Pletz Lamps, by Aaron & Heather Shoon
Photography by Elliot Black
In a distinct artistic approach that highlights geometry, architecture and engineering, Benedict Redgrove has captured some of the company’s most radical concept cars from the 1960s and 70s – some never seen before – including designs for Alfa Romeo, Lamborghini and Lancia. The series of images which was originally commissioned by Wallpaper Magazine, exudes a specialty in styling, coach building and manufacturing, with Bertone’s vision categorized by abstract angular frameworks, a use of unique materials for standard auto parts and super-sleek interiors built for luxury and functionality.
Photography by Benedict Redgrove, for Bertone Concept Car Design Studio
The 11+ World Clock reinterprets the traditional functionality of the clock by creating a unique and playful interaction between the user and the design. Although the face of the World Clock may not seem out of the ordinary, its cylindrical body allows it to display 24 different time zones via a clever rolling mechanism. Independently working hands allow the clock to be quickly rolled back to any of its 24 time zones, while immediately transitioning back to the local time.
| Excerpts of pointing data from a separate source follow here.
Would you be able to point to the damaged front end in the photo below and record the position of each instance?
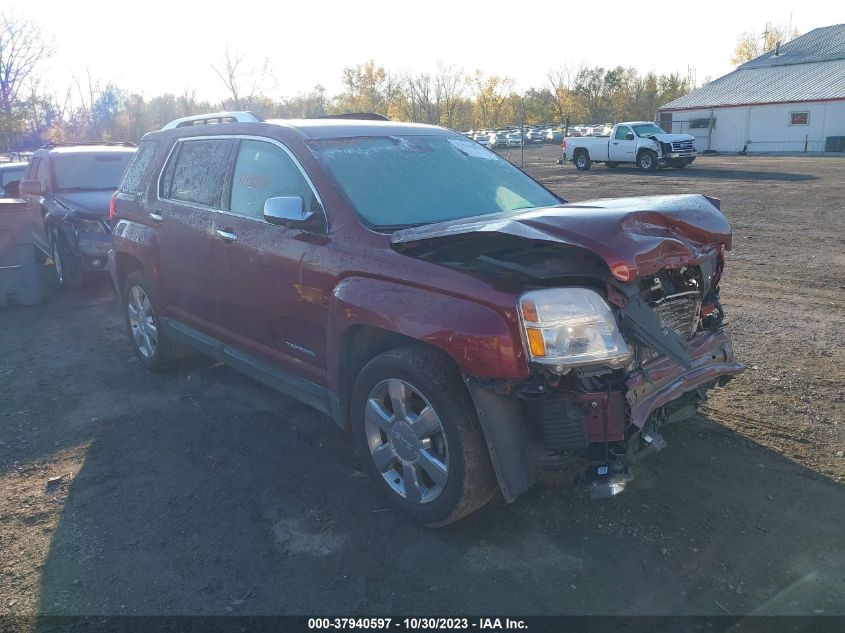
(621, 321)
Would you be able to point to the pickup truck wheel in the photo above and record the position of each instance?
(69, 275)
(418, 438)
(150, 344)
(647, 160)
(582, 161)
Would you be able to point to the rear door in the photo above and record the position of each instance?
(269, 278)
(190, 191)
(623, 145)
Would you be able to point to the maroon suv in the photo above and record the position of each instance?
(466, 325)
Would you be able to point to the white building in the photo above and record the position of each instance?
(791, 99)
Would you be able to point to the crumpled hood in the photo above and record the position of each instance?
(645, 234)
(670, 138)
(87, 204)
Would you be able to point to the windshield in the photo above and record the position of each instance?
(90, 172)
(647, 129)
(411, 180)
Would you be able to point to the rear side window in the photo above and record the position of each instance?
(135, 178)
(196, 170)
(41, 173)
(33, 169)
(8, 175)
(264, 170)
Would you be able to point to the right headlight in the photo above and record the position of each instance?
(571, 327)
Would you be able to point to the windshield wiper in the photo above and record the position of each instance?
(72, 189)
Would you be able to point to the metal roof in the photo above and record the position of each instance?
(818, 45)
(809, 68)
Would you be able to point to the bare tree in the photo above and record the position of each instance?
(244, 80)
(449, 86)
(22, 47)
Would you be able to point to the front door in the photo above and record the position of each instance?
(623, 145)
(183, 217)
(269, 279)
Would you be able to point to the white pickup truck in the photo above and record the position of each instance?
(637, 142)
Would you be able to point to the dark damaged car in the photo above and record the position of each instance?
(465, 324)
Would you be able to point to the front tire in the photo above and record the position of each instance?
(150, 344)
(418, 438)
(647, 160)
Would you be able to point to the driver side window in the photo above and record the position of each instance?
(622, 133)
(264, 170)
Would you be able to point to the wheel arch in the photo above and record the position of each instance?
(124, 265)
(369, 316)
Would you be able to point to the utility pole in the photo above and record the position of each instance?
(522, 136)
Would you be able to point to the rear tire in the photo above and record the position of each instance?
(148, 340)
(418, 437)
(647, 160)
(582, 161)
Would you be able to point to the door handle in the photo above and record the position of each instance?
(226, 236)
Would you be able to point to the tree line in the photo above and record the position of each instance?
(92, 110)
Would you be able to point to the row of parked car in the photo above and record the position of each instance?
(515, 136)
(463, 322)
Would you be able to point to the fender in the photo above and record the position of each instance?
(141, 242)
(481, 341)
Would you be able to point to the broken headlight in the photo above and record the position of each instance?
(570, 327)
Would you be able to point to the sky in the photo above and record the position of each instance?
(154, 46)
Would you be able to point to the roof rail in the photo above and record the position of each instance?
(73, 143)
(361, 116)
(214, 117)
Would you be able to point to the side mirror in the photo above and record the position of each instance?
(286, 210)
(32, 187)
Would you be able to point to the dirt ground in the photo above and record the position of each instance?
(202, 492)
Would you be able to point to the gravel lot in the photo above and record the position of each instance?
(203, 492)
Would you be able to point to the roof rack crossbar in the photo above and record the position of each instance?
(214, 117)
(73, 143)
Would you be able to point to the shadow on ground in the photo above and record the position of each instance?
(219, 504)
(695, 172)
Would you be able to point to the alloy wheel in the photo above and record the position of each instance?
(406, 440)
(142, 322)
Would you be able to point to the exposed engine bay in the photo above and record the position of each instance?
(664, 296)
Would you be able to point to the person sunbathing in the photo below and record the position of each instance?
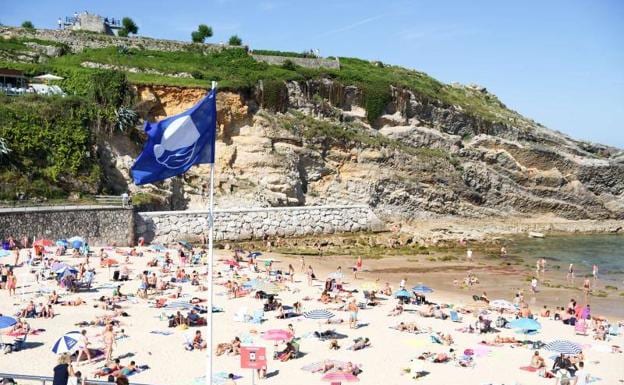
(360, 343)
(198, 341)
(398, 310)
(287, 353)
(537, 361)
(410, 327)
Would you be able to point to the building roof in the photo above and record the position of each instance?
(11, 72)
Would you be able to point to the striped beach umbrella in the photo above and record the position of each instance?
(6, 322)
(277, 335)
(339, 377)
(67, 343)
(563, 346)
(319, 314)
(502, 304)
(422, 289)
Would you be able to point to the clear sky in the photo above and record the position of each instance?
(560, 62)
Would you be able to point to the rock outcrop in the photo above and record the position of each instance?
(420, 159)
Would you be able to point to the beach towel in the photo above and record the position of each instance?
(161, 332)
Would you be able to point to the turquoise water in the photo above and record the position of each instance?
(604, 250)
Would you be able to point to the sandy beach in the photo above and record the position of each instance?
(390, 352)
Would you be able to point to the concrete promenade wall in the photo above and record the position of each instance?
(242, 224)
(97, 224)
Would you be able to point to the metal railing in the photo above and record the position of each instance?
(43, 379)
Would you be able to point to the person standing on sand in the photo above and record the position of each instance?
(570, 276)
(109, 340)
(353, 309)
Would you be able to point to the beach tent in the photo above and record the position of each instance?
(422, 289)
(68, 343)
(502, 304)
(403, 294)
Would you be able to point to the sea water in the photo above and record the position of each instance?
(604, 250)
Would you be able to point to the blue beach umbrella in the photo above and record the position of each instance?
(403, 294)
(6, 322)
(563, 346)
(525, 324)
(67, 343)
(76, 242)
(319, 314)
(422, 289)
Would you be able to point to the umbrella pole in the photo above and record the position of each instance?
(210, 263)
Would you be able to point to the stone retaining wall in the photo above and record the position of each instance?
(242, 224)
(300, 61)
(99, 225)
11+ World Clock, by Cloudandco
Munich-based designer Konstantin Grcic has developed a new color palette for the ‘Diana’ side table series and the ‘Pallas’ table by Classicon. The collection of powder-coated, sheet metal furniture pieces comprises of honey yellow, signal white, ocean blue, coral red, bronze-brown, chocolate brown and white aluminium colorways. Constructed out of steel, the ‘Pallas’ table reveals itself with detailed kinks and notches; the tactile appeal of the powder coated metal surface gives way to smooth lines, stimulates and engages conversation from the wide, proportionate seating arrangement. ‘Pallas’ is also available in an outdoor variation with a galvanized steel finish.
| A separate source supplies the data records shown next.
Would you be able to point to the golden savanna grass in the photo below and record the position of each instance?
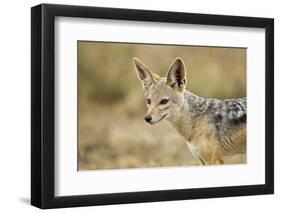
(112, 132)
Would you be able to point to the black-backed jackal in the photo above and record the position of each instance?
(212, 128)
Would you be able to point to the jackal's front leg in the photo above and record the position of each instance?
(207, 152)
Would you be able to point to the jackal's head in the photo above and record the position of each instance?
(164, 96)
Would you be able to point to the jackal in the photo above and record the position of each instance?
(212, 128)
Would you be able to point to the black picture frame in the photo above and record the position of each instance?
(43, 102)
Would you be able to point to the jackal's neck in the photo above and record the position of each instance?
(184, 120)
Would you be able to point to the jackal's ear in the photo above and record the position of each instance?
(176, 75)
(144, 74)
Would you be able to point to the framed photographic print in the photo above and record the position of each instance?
(139, 106)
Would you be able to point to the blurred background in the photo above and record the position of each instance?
(112, 131)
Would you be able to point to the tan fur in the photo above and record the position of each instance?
(199, 132)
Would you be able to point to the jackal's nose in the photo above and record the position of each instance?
(148, 118)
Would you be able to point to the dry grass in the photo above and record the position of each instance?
(112, 133)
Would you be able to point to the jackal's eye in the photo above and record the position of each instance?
(164, 101)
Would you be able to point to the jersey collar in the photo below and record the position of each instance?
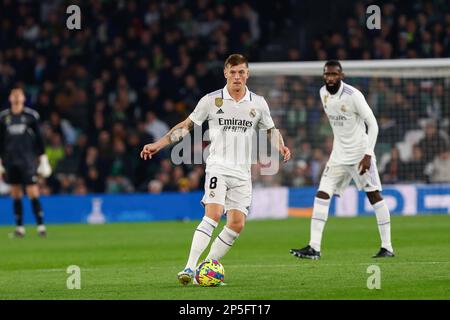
(226, 94)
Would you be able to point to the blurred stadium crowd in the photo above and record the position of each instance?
(136, 68)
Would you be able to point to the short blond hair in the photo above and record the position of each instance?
(235, 59)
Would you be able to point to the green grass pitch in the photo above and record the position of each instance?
(141, 260)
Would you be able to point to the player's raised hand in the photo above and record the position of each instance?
(364, 164)
(286, 153)
(149, 150)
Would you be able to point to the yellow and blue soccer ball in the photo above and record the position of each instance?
(210, 273)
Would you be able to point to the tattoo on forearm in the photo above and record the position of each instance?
(177, 133)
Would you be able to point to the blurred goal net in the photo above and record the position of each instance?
(410, 99)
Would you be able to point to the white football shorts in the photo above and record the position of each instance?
(335, 178)
(231, 192)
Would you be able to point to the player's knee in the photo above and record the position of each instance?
(374, 197)
(236, 226)
(322, 195)
(16, 192)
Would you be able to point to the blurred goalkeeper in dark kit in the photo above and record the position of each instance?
(22, 158)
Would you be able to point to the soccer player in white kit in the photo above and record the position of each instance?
(233, 114)
(352, 157)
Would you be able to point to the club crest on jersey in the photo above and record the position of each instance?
(218, 102)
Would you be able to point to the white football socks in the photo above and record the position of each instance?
(318, 220)
(222, 244)
(200, 241)
(384, 224)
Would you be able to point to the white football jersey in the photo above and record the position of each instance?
(232, 125)
(346, 111)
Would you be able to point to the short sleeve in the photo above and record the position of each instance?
(361, 106)
(265, 122)
(200, 113)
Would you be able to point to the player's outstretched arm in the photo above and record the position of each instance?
(276, 138)
(174, 135)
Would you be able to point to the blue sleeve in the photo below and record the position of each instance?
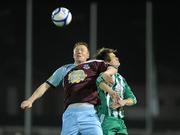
(58, 76)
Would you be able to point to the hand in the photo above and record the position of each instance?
(26, 104)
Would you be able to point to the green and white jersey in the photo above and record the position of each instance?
(120, 85)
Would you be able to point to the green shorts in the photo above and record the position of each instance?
(114, 126)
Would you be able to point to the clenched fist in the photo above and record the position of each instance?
(26, 104)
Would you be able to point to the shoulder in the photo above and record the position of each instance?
(94, 61)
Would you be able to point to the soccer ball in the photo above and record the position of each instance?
(61, 16)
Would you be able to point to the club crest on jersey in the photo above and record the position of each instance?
(76, 76)
(86, 66)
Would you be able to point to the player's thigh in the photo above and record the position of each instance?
(69, 124)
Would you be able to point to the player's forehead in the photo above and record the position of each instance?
(112, 55)
(80, 47)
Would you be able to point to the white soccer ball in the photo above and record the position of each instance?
(61, 16)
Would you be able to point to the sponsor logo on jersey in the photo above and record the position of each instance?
(76, 76)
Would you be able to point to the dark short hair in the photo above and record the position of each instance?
(80, 43)
(103, 54)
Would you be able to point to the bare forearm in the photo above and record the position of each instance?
(128, 102)
(111, 70)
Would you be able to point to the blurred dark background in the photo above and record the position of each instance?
(121, 25)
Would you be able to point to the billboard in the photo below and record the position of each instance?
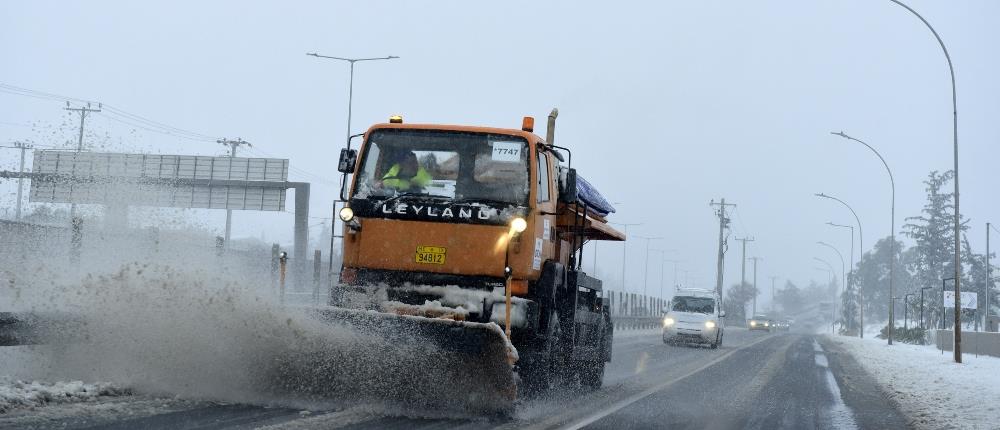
(969, 300)
(180, 181)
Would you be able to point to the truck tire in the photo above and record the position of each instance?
(538, 374)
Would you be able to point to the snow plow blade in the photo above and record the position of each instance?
(417, 361)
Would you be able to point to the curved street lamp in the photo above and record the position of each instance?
(892, 230)
(861, 243)
(958, 226)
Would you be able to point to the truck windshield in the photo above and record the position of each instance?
(701, 305)
(444, 164)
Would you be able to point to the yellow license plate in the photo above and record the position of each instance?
(430, 255)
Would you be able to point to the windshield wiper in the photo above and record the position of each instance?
(407, 194)
(484, 200)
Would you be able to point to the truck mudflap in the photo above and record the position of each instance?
(458, 364)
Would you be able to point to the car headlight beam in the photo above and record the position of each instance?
(518, 225)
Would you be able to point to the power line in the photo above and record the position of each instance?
(123, 115)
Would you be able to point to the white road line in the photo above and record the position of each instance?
(635, 398)
(841, 416)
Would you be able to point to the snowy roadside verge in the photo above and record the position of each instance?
(22, 394)
(930, 388)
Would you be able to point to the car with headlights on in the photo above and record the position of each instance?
(694, 316)
(761, 322)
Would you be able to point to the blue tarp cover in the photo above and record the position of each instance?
(593, 198)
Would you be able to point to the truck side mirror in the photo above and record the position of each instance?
(568, 193)
(348, 160)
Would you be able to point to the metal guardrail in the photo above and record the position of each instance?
(636, 322)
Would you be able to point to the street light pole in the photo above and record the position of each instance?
(922, 306)
(906, 308)
(843, 276)
(850, 263)
(861, 243)
(958, 219)
(350, 87)
(350, 103)
(892, 228)
(645, 275)
(943, 312)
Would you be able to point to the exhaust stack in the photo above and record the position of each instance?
(550, 132)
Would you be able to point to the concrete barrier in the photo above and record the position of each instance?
(981, 343)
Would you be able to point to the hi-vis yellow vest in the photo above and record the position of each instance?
(421, 179)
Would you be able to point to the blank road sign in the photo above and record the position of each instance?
(182, 181)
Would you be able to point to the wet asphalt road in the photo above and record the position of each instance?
(754, 381)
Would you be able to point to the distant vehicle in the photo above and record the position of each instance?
(760, 322)
(694, 316)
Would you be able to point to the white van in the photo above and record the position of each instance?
(694, 316)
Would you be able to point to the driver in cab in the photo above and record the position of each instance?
(406, 174)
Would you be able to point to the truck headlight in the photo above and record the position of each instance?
(518, 224)
(346, 214)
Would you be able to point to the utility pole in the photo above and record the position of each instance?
(773, 309)
(755, 283)
(20, 181)
(743, 261)
(723, 223)
(79, 143)
(625, 227)
(645, 276)
(233, 145)
(986, 317)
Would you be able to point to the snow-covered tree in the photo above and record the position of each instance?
(933, 232)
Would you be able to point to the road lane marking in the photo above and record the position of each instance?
(841, 415)
(650, 391)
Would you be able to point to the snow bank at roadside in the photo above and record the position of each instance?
(21, 394)
(930, 388)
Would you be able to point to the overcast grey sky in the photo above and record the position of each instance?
(667, 105)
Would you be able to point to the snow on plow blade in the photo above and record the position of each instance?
(418, 361)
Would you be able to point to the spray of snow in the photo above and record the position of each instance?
(158, 330)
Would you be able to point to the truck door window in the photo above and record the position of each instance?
(543, 177)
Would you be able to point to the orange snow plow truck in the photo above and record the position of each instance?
(470, 239)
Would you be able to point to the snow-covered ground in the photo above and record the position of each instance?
(929, 387)
(22, 394)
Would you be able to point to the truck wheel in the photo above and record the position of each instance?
(538, 374)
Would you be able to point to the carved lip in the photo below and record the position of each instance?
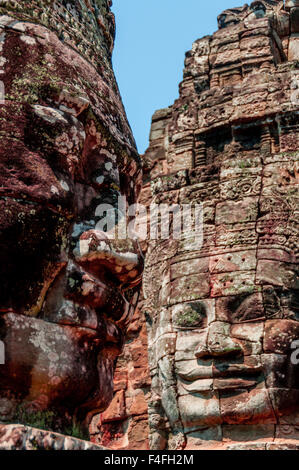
(229, 378)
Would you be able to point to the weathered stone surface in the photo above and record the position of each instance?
(230, 143)
(18, 437)
(68, 291)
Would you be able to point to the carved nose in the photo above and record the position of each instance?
(218, 344)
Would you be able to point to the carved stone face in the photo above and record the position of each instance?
(67, 291)
(223, 319)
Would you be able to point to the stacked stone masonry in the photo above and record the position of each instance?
(221, 316)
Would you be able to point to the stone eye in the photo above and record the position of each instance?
(191, 315)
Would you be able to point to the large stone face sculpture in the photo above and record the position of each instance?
(223, 320)
(67, 290)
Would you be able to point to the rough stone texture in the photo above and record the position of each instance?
(124, 425)
(68, 291)
(222, 315)
(17, 437)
Designed more than half a century ago by the late Charles Pollock, Knoll is reintroducing the iconic ’657 Sling-back Lounge’, also known as the Pollock Arm Chair, a minimal chair of polished chrome steel tubing and natural cowhide. Originally manufactured from 1964-79, the chair has been out of production for nearly 35 years but never out of mind nor off design wish lists. The chair’s tubular steel legs connect to cast-aluminum arms and stretchers with exposed hardware, exemplifying Pollock’s honest approach to design.
Aura mirror series are developed out of a metaphor of a glowing object. The hemispherical shaped mirrors with a solid aluminium base are electroplated with copper, chrome and nickel coating. This converts the mirrors into a whole reflecting object rather than just a surface. The flat mirror surface in the core of the hemispheres is tilted towards you.
The project is about tactility and sensibility. Aura´s format relates to fit into two open hands. The way the massive and seamless material feels against your skin gives a sense of holding something scarce. The polished surface contrasts to your natural skin and the way the heavy material is pressed into your hands. Other aspects of sensibility Aura touches is when the object is exposed to light. Then the light is reflected differently from the flat mirror surface and the circular body; making you aware of your surrounding and light changes.The thought is to create physical and mental recognition in the moment. Aura mirror series consists of wall and table mirror.